Monday, 9 december 2019 | Redacción CEU
In recent years, scooters have gone from being considered simple toys to valued means of transport. Thanks to them, citizens can avoid traffic jams at rush hours and crowds in public transport, travel comfortably and autonomously and drive in an ecological and sustainable way. However, in some cases, the lack of skill on the part of users and the absence of uniform rules have had a negative effect on road safety and the harmony in cities. This is something that The National Department of Traffic in Spain intends to address with its latest proposal. What does it consist of?
More and more people use e-scooters, unicycles or segways as an alternative means of transport. This is why the National Department of Traffic (DGT by its initials in Spanish) has not wanted to wait for their formal regulation and has issued a provisional instruction that includes the rules of use that the drivers of these personal mobility vehicles must follow. This advanced initiative mainly responds to the request made by traffic police officers who, in many cities, have witnessed situations that have negatively affected road safety, and especially the most vulnerable groups.

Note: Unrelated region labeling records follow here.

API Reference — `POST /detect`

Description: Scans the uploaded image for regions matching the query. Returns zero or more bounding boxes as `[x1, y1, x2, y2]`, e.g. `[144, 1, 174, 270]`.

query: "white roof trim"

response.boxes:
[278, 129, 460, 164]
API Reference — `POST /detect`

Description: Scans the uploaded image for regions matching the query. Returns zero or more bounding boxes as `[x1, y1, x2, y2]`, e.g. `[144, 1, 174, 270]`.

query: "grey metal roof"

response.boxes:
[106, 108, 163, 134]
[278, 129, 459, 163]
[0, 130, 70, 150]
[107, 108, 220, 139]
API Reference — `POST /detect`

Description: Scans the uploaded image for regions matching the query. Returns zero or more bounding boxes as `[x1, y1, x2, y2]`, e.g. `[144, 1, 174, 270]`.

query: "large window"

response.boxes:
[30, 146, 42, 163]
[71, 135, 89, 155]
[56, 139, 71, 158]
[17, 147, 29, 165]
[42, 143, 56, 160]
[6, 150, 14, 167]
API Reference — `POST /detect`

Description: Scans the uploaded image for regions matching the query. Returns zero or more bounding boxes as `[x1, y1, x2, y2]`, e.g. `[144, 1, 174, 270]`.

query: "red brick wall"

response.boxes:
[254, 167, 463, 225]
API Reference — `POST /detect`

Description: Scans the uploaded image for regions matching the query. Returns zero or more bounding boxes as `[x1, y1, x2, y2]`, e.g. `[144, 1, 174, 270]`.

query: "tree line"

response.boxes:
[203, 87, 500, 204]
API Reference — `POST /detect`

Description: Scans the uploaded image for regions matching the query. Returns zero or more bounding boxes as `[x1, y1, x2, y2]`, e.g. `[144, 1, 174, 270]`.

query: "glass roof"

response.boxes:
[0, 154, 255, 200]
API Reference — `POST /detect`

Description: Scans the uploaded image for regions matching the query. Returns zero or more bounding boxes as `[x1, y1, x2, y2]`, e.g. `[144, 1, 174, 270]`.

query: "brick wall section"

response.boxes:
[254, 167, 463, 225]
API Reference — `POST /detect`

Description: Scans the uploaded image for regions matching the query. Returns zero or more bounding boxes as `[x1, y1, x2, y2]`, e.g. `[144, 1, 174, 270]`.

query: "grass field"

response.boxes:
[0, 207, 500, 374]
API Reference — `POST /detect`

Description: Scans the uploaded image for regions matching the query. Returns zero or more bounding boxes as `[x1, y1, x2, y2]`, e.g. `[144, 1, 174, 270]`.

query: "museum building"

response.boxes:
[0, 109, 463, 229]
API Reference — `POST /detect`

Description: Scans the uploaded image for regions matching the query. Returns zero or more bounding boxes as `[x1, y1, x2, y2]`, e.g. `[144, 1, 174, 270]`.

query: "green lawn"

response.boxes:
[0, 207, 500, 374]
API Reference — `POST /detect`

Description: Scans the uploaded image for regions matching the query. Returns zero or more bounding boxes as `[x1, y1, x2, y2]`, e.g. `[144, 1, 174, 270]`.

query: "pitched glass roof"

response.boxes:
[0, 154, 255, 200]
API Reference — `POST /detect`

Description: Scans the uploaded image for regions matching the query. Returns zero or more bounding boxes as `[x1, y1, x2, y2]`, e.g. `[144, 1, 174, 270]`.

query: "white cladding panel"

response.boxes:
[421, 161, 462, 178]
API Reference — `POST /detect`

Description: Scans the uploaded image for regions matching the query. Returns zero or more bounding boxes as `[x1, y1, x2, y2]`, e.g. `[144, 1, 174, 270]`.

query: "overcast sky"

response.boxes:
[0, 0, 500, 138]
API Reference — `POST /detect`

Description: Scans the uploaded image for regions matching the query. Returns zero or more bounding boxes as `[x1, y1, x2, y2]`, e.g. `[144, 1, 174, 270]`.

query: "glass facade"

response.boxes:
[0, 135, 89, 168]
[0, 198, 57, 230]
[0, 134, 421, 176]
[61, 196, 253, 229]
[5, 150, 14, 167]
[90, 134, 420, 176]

In this provisional regulation, the DGT explains that personal mobility vehicles are vehicles with one or more wheels, which are designed for the use of a single person and propelled exclusively by electric motors. They can reach a maximum speed of 25 km/h. According to this definition, vehicles which are designed for the use of people with reduced mobility, competition vehicles, scooters with seats or mopeds are not personal mobility vehicles. In addition, in this classification, the DGT dispel the doubts concerning when a vehicle like this should be considered a toy: only when it does not exceed 6km/h.
Scooter drivers should not...
Personal mobility vehicles do not need an administrative authorization to be driven. Consequently, DGT’s regulation specifies that as long as it is clear that they are vehicles of this type, no points will be deducted from driving records. Furthermore, drivers do not need to take out an insurance policy to use them. Some experts point out that the DGT has missed a unique opportunity by forgetting to include in this provisional regulation the need to subscribe a third-party insurance, as it is key to compensate the damages caused in accidents.
What this instruction does include is a penalty system that establishes fines for the improper use of these means of transport. They range from 100 to 1,000 euros and the most serious penalties are those related to the use of drugs and alcohol. If drivers exceed the allowed alcohol rate, they face fines between 500 and 1,000 euros (depending on the concentration they reach) and 1,000 euros when there is drug presence in their bodies. In both situations, their vehicles will be immobilized, as it happens with other vehicles. Drivers cannot refuse to undergo these tests. If they do it, they will be penalized with an administrative infraction.
In turn, drivers must not get on them when using their cellphones or any other communication systems. Nor can they drive using headphones which are connected to receiving devices or audio players. In the event of non-compliance, drivers face fines of 200 euros.